2Nov

利益計算においても、税額計算においても、その対象となる「期間」を明らかにすることは、とても重要です。いつからいつまでの期間の計算なのかが曖昧だと、同一の事業者においても前後の期間の利益を比較できないし、同業他社との比較もできないですよね。
ということで、今回は、前提となる「期間」の名称について、会社法・法人税法・消費税法の規定をそれぞれ横断して見てみたいと思います。
まず、会社法の規定では、次のようになっています。
(各事業年度に係る計算書類)
各事業年度に係る計算書類及びその附属明細書の作成に係る期間は、当該事業年度の前事業年度の末日の翌日(当該事業年度の前事業年度がない場合にあっては、成立の日)から当該事業年度の末日までの期間とする。この場合において、当該期間は、一年(事業年度の末日を変更する場合における変更後の最初の事業年度については、一年六箇月)を超えることができない。(法59条②)
平たくいえば、計算対象期間は、当事業年度の期首から期末までの期間で1年を超えることができません。ただし、事業年度の末日を変更する場合は、1年6ヶ月まで認めます、ということです。
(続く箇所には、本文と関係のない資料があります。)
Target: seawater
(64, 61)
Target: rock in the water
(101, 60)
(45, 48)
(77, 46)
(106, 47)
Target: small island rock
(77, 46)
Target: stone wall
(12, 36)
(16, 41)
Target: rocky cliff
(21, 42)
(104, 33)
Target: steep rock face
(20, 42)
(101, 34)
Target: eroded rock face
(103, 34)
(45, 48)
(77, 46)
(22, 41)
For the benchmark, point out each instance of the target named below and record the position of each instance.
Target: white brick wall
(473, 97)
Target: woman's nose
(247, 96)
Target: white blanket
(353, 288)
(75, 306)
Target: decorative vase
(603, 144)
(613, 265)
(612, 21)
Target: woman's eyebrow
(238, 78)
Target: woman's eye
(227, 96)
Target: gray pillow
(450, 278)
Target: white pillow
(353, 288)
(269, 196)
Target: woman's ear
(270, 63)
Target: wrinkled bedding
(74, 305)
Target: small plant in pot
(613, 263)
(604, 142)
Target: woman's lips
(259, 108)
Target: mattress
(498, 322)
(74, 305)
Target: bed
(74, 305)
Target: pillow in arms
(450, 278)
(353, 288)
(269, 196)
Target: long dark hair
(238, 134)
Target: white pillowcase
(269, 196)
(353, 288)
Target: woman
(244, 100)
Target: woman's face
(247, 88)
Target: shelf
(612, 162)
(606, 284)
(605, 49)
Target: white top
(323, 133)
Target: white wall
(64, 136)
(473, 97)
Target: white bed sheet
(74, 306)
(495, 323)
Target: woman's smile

つまり、3月決算法人は通常その事業年度は4/1~3/31となりますが、決算日を9月末日に変更した場合には、その事業年度は4/1~翌年9/30となってもOKなのです。
次に、法人税法の規定を見てみましょう。
(事業年度の意義)
この法律において「事業年度」とは、法人の財産及び損益の計算の単位となる期間(以下「会計期間」という。)で、法令で定めるもの又は法人の定款、寄付行為、規則、規約その他これらに準ずるもの(以下「定款等」という。)に定めるものをいい、法令又は定款等に会計期間の定めがない場合には、次の項の規定により納税地の所轄税務署長に届け出た会計期間又は第三項の規定により納税地の所轄税務署長が指定した会計期間若しくは第四項に規定する期間をいう。ただし、これらの期間が一年を超える場合は、当該期間をその開始の日以後一年ごとに区分した各期間(最後に一年未満の期間を生じたときは、その一年未満の期間)をいう。(法13条①)
法人税法で規定されている事業年度は1年なのです。
さらに、消費税法の規定を見てみましょう。
(課税期間)
個人事業者 一月一日から十二月三十一日までの期間
法人 事業年度 (法19条①)
消費税法で規定されている課税期間は、法人の場合「事業年度」とされています。
つまり、消費税法の受験勉強において「課税期間」を考えるときは、個人事業者は暦年、法人は法人税法上の事業年度をチェックすればいいことになります。これは、消費税法の納税義務の判定の際に、とても重要な知識になりますので、今のうちから意識しておきましょう。